Kiev, 13 nov.- El presidente ucraniano Volodímir Zelenski ratificó las sanciones impuestas por el Consejo de Seguridad Nacional de Ucrania contra su antiguo socio y copropietario del 50 % de su productora audiovisual, el empresario Timur Mindich, acusado de dirigir una red de corrupción que habría desviado al menos 100 millones de dólares mediante sobornos y blanqueo de dinero.
Según la Agencia Nacional Anticorrupción de Ucrania (NABU), Mindich encabezaba una trama en la que participaron al menos dos ministros del Gobierno, quienes presuntamente utilizaron su cargo para extorsionar a empresas con contratos con la compañía pública de energía atómica Energoatom, obligándolas a pagar sobornos a cambio de mantener los acuerdos.
Las sanciones, refrendadas personalmente por Zelenski, incluyen la congelación de activos y la prohibición de realizar negocios en territorio ucraniano tanto para Mindich como para su jefe financiero, Oleksandr Tsukerman, también implicado en la investigación.

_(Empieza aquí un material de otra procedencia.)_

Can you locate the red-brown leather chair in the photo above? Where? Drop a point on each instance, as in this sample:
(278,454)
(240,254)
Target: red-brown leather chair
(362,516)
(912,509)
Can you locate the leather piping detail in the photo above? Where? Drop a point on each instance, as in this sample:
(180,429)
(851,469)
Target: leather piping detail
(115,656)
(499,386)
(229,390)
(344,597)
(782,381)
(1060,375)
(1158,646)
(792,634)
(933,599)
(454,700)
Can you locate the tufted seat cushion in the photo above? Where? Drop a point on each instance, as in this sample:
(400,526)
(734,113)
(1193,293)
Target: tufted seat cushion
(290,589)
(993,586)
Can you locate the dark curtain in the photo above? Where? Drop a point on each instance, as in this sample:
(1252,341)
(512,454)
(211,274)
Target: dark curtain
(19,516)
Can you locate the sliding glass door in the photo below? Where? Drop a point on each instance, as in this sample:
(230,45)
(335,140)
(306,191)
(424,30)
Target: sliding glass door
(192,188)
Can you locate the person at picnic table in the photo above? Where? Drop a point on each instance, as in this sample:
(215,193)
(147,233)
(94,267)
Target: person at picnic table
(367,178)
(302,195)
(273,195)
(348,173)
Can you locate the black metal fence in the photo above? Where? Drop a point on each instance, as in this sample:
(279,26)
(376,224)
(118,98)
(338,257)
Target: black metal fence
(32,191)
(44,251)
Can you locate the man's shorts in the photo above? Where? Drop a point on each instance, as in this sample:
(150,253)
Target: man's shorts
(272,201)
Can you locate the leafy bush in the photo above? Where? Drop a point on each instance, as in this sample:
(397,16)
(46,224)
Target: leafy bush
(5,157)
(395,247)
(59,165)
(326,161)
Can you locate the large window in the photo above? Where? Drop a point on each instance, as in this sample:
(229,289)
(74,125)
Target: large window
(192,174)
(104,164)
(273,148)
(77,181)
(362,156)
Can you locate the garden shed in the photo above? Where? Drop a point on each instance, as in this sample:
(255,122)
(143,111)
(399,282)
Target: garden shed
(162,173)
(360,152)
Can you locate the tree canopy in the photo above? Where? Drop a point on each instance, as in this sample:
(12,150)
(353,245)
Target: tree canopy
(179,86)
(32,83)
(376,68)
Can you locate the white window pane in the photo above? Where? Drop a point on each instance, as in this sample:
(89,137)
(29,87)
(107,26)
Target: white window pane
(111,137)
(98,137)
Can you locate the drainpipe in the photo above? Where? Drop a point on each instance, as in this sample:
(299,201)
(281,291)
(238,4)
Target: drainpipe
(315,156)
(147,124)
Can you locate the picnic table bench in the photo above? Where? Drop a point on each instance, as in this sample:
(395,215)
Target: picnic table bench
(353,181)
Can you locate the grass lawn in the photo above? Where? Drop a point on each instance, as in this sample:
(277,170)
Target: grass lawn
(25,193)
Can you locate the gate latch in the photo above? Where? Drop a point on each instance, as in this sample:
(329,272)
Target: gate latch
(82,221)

El principal sospechoso huyó del país
De acuerdo con la NABU, Mindich abandonó Ucrania horas antes de que las autoridades iniciaran las redadas de la denominada Operación Midas, una investigación que ha causado conmoción por la proximidad de los implicados al entorno personal de Zelenski.
Asimismo, Tsukerman también logró escapar antes de que comenzaran los registros de la agencia anticorrupción.
Dimisiones en el Gobierno y presión política
El escándalo ha provocado ya la dimisión de los ministros de Energía y Justicia, Herman Galushchenko y Svitlana Grinchuk, cuyas renuncias deberán ser ahora aprobadas por el Parlamento.
Galushchenko está siendo investigado como presunto participante en la trama durante su gestión al frente del Ministerio de Energía, mientras que Grinchuk dimitió por la responsabilidad de su cartera sobre Energoatom, epicentro de las operaciones fraudulentas.
El líder opositor y expresidente Petró Poroshenko, quien también ha sido sancionado por Zelenski durante la guerra, exigió la dimisión en bloque del Gobierno y la formación de un Ejecutivo de unidad nacional con presencia de la oposición.
El caso ha abierto un nuevo frente político en Kiev, afectando la imagen de Zelenski, que había prometido erradicar la corrupción del sistema ucraniano, uno de los principales compromisos asumidos ante sus aliados occidentales.